Los trabajadores han luchado por siglos para conseguir que se les reconozcan sus derechos en cuanto a salarios, seguridad social, tiempo libre, jubilación y pensión; los obispos y los sacerdotes no somos propiamente trabajadores asalariados, pero, según la ley de la Iglesia, a los 75 años debemos renunciar a nuestros cargos y ponernos a disposición del Papa, en el caso de los obispos; y del obispo, en el caso de los presbíteros. A juicio de estas autoridades se puede prolongar el tiempo de servicio y la permanencia al frente de una diócesis o de una parroquia.
A los obispos y sacerdotes que se jubilan se les llama eméritos, y reciben la atención de la Iglesia, de modo que no les falte en su ancianidad la atención que necesitan para una vida digna.
¿Qué hace un pastor emérito? En el caso de los laicos, cuando se jubilan, tienen modo de gozar de más tiempo y convivencia con sus familiares, pero los sacerdotes no tenemos esposa ni hijos, por lo que existe el peligro de que la jubilación sea una sentencia a la soledad y al abandono.

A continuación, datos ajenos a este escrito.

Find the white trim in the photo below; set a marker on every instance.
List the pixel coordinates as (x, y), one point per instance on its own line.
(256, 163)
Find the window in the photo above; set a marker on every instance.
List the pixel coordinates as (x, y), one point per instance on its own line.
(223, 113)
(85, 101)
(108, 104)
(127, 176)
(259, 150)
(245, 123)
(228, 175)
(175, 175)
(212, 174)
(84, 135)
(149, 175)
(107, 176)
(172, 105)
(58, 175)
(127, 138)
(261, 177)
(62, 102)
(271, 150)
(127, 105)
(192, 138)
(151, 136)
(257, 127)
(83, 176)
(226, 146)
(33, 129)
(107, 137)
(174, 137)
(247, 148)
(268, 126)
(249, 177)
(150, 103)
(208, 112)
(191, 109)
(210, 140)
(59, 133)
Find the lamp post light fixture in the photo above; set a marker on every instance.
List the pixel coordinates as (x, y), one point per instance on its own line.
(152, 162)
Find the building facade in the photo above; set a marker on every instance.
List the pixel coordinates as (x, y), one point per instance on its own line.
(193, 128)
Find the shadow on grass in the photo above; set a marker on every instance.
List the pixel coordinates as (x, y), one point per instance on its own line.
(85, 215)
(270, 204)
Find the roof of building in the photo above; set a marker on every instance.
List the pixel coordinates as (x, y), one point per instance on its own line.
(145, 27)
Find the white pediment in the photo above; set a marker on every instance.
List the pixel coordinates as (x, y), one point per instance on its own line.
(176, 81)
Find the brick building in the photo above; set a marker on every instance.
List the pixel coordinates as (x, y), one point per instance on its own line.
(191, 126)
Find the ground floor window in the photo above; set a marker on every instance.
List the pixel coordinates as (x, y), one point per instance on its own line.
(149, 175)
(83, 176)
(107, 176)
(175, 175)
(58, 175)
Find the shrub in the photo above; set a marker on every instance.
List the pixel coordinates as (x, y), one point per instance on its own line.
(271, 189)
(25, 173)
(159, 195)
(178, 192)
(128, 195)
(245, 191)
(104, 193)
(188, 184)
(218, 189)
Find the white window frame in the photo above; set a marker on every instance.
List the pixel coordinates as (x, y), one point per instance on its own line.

Por eso, antes de la ley eclesial de la jubilación a los 75 años, los pastores se quedaban en sus cargos hasta morir, rodeados de la comunidad que había sido su familia. En el mejor de los casos esto parecía ser lo más digno, pero muchas veces, en la realidad, el pastor anciano venía a ser una carga para sus feligreses y un estancamiento en la vida pastoral.
Parece ser que la solución es la caridad fraterna de la autoridad que provea al sacerdote la oportunidad de seguir en contacto con su comunidad, al mismo tiempo que le dé la libertad de actuar ya sin compromisos, pero sintiéndose útil en la Iglesia a la que ha servido durante tantos años.
Los fieles laicos procuren dar agradecido acompañamiento a sus sacerdotes ancianos, sin olvidar que son la única familia que ellos tienen.